SNOAA35E December 2023 – June 2024 LM2901 , LM2901B , LM2901B-Q1 , LM2903 , LM2903-Q1 , LM2903B , LM2903B-Q1 , LM339 , LM339-N , LM393 , LM393-N , LM393B , LM397 , TL331 , TL331-Q1 , TL331B
Commonly designers add small value capacitors to the inputs to provide filtering, either for EMI filtering or to filter or clean up the input signals.
One common oversight is to add a capacitor (CF) to the non-inverting (IN+) node while using hysteresis (positive feedback), as shown in Figure 5-13
The hysteresis feedback through RH1 shifts the threshold slightly on the very first transition of the output, muting further transitions. Adding the capacitor CF delays the hysteresis feedback, possibly allowing multiple transitions (bursting) before and after the transition, or even completely negating the hysteresis feedback action completely.

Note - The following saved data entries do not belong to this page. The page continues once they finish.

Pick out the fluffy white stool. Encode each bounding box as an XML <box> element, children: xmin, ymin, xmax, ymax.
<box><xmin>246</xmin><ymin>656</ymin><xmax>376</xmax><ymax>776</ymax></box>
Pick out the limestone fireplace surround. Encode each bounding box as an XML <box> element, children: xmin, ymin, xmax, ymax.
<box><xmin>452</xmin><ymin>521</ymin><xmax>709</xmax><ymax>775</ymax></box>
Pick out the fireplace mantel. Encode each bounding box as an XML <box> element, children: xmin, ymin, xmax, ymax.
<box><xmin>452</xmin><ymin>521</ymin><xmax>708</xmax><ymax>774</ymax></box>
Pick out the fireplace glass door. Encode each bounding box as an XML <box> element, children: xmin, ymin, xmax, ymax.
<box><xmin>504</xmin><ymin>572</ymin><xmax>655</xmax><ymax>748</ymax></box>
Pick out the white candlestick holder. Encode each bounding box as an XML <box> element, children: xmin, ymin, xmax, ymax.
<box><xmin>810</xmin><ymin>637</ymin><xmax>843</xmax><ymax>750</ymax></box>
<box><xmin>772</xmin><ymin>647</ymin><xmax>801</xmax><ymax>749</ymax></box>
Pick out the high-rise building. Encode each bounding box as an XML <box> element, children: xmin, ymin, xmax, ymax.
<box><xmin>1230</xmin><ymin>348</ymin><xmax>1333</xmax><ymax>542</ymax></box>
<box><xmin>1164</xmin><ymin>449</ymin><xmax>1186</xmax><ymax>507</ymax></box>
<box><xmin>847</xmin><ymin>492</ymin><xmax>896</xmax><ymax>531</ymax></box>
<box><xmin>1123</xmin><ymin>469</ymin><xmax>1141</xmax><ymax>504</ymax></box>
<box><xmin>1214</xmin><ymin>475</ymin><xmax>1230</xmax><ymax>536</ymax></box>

Adding a large capacitor to the output can also have a similar effect (and can be asymmetrical due to the asymmetrical rise and fall times of a open-collector output).
Adding a capacitor to the inverting input is acceptable. The capacitor can be added to the non-inverting (IN+) node when hysteresis is not being used (no RH1). If filtering is still required when using hysteresis, the capacitor needs to be placed to the left of RFB2.